I.
Roland Courbis
Un match incroyable s’est joué un soir d’août 1998 à l’occasion d’une journée de championnat. À la mi-temps, l’équipe locale, l’Olympique Marseille, au Vélodrome, est menée 0-4 chez elle, dans un stade bouillant mais silencieux de stupeur. Le coach, à la tête de cette formation, Roland Courbis, plus tard entraîneur du FC Sion, tente de remobiliser ses joueurs dans les vestiaires malgré la situation catastrophique.
Des changements sont opérés à la pause : de nouveaux entrants redonnent de l’élan à l’attaque, et le discours du coach, à la fois lucide et motivant, pousse l’équipe à réagir plutôt qu’à sombrer. Il leur demande de jouer intelligemment et de tout donner.
Dès le retour sur le terrain, les locaux inscrivent un but, puis un autre : le public s’enflamme. Les buts s’enchaînent, tandis que l’adversaire perd ses repères. En toute fin de match, l’équipe marque un cinquième but inespéré, un pénalty tiré par Laurent Blanc, retournant complètement la situation pour s’imposer 5-4.
Ce retournement spectaculaire restera gravé comme l’un des moments les plus fous du football français, peut-être mondial. L’histoire est souvent racontée comme un symbole de la folie du sport, de la force mentale, et du pouvoir d’un collectif quand il croit encore malgré tout.
Une scène est restée fameuse : Rolland Courbis, chambreur, aurait glissé à Loulou Nicollin (président de Montpellier) en sortant du vestiaire “on va gagner 5-4”, moins par réelle conviction que pour répondre avec fierté à la provocation amicale du dirigeant montpelliérain.
Les joueurs racontent un sentiment de honte puis de libération, encouragés à garder la tête froide pour ne pas s’effondrer davantage.
II.
Gabriel Luisier
Un match incroyable s’est joué de l’été 2015 au 4 mars 2025 en terre bagnarde entre un employé communal et une corporation de droit public à l’intérieur d’une maison communale à l’occasion d’un grave différend portant sur des constructions illicites. À la mi-temps, au premier janvier 2020, l’équipe locale, la commune de Val de Bagnes, mène largement au score appuyée par des arbitres remarquablement partiaux dans un stade bouillant mais silencieux de stupeur.
L’adversaire, Gabriel Luisier, ancien gardien de football, coach et joueur, grand connaisseur du football, tente de remobiliser sa petite équipe, dans les vestiaires obscurs malgré la situation catastrophique.
Des changements tactiques et stratégiques sont opérés à la pause : de nouveaux entrants redonnent de l’élan à l’attaque, et le discours du coach et joueur, à la fois lucide et motivant, pousse l’équipe à réagir plutôt qu’à sombrer. Il leur demande de jouer intelligemment et de tout donner.
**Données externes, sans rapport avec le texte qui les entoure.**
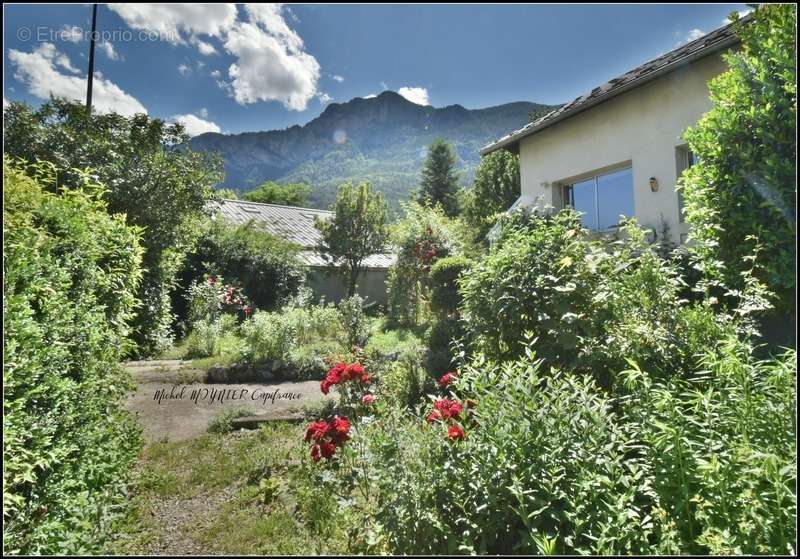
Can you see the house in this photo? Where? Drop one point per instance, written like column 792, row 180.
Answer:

Dès le retour dans l’arène judiciaire, les locaux inscrivent un but, puis un autre : le public encore un peu léthargique, s’enflamme. Les buts s’enchaînent, tandis que l’adversaire perd ses repères. En toute fin de match, l’équipe marque un cinquième but inespéré, un pénalty extraordinaire en faveur de la commune, signé à la mode Messi passant la balle à Suarez pour feinter le gardien, retournant complètement la situation pour une perte improbable d’un match gagné d’avance.
Ce retournement spectaculaire restera gravé comme l’un des moments les plus fous de l’histoire judiciaire.
La scène finale restera fameuse. Le secrétaire communal s’avance pour tirer le pénalty, feinte le gardien en passant le cuir au président, qui dans un élan de puissance inégalée frappe la balle si fort que celle-ci échoue sur la transversale et portée par un mistral gagnant « improbable » finit à la suite d’un rebond inespéré sur une plaque de glace dans le but vide délaissé par le gardien des lieux déjà prêt à fêter un titre qui lui échappait par la grâce des dieux de l’Olympe qui avait choisi non pas de se venger mais de sauver la justice.
3.
L’1Dex
D’aucuns penseront que la métaphore est exagérée. Je leur répondrai avec simplicité, vous n’avez pas assisté depuis la pelouse au match ni donc au pénalty du 4 mars 2025.

Les gars si vous gagner ce match,demain pas de décrassage.